Express Insight into Bladder Cancer
Can miRNA expression levels improve subtyping and treatment of bladder cancer?
Bladder cancer: the ninth most common cancer worldwide, with nearly half a million new cases diagnosed each year. Unfortunately, less than three-quarters of those receiving a diagnosis will survive five years, and only about half can expect a decade. Why have those survival rates not significantly improved over time? The disease’s heterogeneity may be at least partly to blame, which is why Jun Zhu, Professor of Genetics and Genomic Sciences at the Icahn School of Medicine, opted to investigate a particular subtype of bladder cancer known as p53-like bladder cancer.

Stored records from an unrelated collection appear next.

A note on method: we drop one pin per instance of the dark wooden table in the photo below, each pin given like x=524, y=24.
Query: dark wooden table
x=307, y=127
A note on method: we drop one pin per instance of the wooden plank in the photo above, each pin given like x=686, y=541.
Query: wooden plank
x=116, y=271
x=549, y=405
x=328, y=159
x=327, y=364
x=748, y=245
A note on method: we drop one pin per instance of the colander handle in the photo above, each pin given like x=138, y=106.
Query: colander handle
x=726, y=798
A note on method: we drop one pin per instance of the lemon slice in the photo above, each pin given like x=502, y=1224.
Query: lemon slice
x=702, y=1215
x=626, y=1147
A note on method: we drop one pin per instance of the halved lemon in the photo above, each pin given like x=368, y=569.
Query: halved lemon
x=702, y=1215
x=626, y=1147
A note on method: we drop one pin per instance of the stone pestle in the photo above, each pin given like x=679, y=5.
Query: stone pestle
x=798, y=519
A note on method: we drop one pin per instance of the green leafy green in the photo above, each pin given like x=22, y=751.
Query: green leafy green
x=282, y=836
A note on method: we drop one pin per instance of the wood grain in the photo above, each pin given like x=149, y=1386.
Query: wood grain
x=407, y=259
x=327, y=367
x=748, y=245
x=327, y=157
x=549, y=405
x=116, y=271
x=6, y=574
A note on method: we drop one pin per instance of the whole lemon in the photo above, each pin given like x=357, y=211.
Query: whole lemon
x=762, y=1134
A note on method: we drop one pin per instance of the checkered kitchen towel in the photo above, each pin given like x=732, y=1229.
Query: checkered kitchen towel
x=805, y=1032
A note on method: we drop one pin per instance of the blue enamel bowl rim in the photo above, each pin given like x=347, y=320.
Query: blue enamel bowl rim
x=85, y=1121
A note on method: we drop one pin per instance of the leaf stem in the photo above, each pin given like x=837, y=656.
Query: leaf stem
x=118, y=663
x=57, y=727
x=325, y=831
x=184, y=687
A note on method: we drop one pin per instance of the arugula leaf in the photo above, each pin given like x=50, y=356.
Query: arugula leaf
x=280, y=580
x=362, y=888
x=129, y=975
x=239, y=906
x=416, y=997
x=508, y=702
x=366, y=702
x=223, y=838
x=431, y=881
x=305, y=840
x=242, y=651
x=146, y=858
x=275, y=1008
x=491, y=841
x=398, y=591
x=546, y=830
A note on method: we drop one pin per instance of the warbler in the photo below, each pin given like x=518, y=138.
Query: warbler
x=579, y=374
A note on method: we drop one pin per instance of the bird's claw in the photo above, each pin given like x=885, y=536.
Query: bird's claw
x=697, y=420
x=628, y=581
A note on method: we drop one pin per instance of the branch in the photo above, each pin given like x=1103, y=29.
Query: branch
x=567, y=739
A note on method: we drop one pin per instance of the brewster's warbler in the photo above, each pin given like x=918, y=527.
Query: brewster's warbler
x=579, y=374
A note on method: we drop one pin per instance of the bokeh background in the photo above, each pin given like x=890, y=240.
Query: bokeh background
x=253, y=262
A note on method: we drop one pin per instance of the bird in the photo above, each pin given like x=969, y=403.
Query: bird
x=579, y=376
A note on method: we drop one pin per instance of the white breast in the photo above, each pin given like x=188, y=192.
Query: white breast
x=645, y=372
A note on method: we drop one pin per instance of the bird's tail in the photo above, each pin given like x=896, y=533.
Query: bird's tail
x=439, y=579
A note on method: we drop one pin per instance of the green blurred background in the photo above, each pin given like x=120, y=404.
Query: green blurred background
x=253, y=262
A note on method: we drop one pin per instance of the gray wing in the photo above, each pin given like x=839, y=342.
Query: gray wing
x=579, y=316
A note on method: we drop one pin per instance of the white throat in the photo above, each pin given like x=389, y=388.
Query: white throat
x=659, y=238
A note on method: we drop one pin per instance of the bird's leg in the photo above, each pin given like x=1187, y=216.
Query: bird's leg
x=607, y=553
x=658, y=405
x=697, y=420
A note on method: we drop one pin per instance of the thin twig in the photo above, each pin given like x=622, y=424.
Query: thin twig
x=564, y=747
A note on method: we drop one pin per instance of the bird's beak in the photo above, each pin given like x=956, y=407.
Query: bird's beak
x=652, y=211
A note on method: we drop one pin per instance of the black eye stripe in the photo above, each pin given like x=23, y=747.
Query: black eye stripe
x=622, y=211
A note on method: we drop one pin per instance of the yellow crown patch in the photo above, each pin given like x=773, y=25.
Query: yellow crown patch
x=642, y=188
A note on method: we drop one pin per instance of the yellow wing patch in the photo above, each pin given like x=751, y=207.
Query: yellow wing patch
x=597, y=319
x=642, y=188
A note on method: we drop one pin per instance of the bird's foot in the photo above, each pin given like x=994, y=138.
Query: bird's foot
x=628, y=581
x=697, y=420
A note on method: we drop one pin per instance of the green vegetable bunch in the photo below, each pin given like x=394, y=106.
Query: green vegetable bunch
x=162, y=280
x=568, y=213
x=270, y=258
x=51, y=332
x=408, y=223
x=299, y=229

“p53-like muscle-invasive bladder cancers are generally resistant to cisplatin-based chemotherapy, but exhibit heterogeneous clinical outcomes with a prognosis intermediate to that of the luminal and basal subtypes,” explains Zhu, who is also Head of Data Science at patient-centered predictive health company Sema4. “There are recommended approaches for the treatment of luminal and basal bladder cancer subtypes. However, the optimal approach to p53-like bladder tumors remains poorly defined, so we urgently need novel therapeutic targets and better means to risk-stratify such tumors.”
MicroRNAs, or miRNAs, post-transcriptionally regulate gene expression by binding to mRNAs. In humans, base-pairing of a miRNA and its target mRNA is not perfect; rather, it is initiated by six to eight matched nucleotides, meaning that a single miRNA can target many genes and impact multiple biological pathways. The flip side? Such promiscuous binding means that the level of miRNA available for its target genes may be reduced. “Many studies show that miRNA expression levels don’t reflect miRNA functional activity well,” says Zhu. “Thus, we developed a computational approach – ActMiR – to infer miRNA activity based on expression levels of miRNAs and their predicted target genes.”
The procedure requires three pieces of information: (i) miRNA expression levels of each sample; (ii) mRNA expression levels of each sample; and (iii) the predicted target genes of each miRNA. The ActMiR method consists of three steps. First, the researchers estimated the average “baseline” expression of each target gene (while the miRNA was not impacting expression). Next, they defined the “degradation” levels as the difference between the observed expression levels of targeted genes for each sample that were affected by the miRNA and the baseline expression level. Finally, they used a linear model to represent the relationship between degradation levels and baseline expression of target genes for each sample; the coefficient represents the activity of miRNA.
When searching for miRNA biomarkers, says Zhu, most studies associate miRNA expression and clinical phenotypes. “Our approach is unique in multiple ways. First, our computational approach leverages miRNA activity instead of miRNA expression level to associate with clinical phenotypes. Second, we know that miRNA activities depend on genomic background, so we subtype bladder cancers and then quantify miRNA activity in each subtype.” The outcome? Two new prognostic miRNAs identified in p53-like bladder cancer.
“We examined the direct functional target genes of these two prognostic miRNAs and identified biological pathways significantly enriched for functional target gene set of each miRNA,” Zhu explains. “The functional target genes of miR-106b-5p were enriched in the bone morphogenetic protein (BMP) pathways, which are associated with bladder cancer invasiveness and tumor recurrence.” In in vitro experiments, the researchers showed that knocking down miR-106b-5p expression increased bladder cancer cells’ invasiveness, whereas overexpression of miR-106b-5p expression decreased invasiveness.
Bladder cancers are not routinely subject to molecular subtyping due to the heterogeneity within subtypes. “Our results suggest that miR-106b-5p activity can further categorize p53-like bladder tumors into more and less favorable prognostic groups, which provides critical information for personalizing treatment option for p53-like bladder cancers,” says Zhu. “We predicted potential therapeutic candidates that might specifically benefit miR-106b-5p underactive p53-like bladder cancers.” He and his colleagues are now refining their computational method by taking into account the combinatorial targeting of multiple miRNAs; they are also applying it to additional cancer types. For the p53-like bladder cancer project, Zhu is working with collaborators to test miRNAs and miRNA-drug combinations as therapeutics within in vitro and in vivo models.
“We showed in our analysis that the percentage of p53-like bladder cancer patients responding to PD-L1 blockade immunotherapies is around 20 percent,” Zhu adds. “Even though tremendous progress has been made in immunotherapy development, personalized treatments for the p53-like bladder cancers are still urgently needed. We need to accelerate our in vitro and in vivo validation experiments to demonstrate the value of personalized treatments based on molecular subtypes of bladder cancer.”
- E Lee et al., “Identification of microR-106b as a prognostic biomarker of p53-like bladder cancers by ActMiR”, Oncogene, [Epub ahead of print] (2018). PMID: 29970902.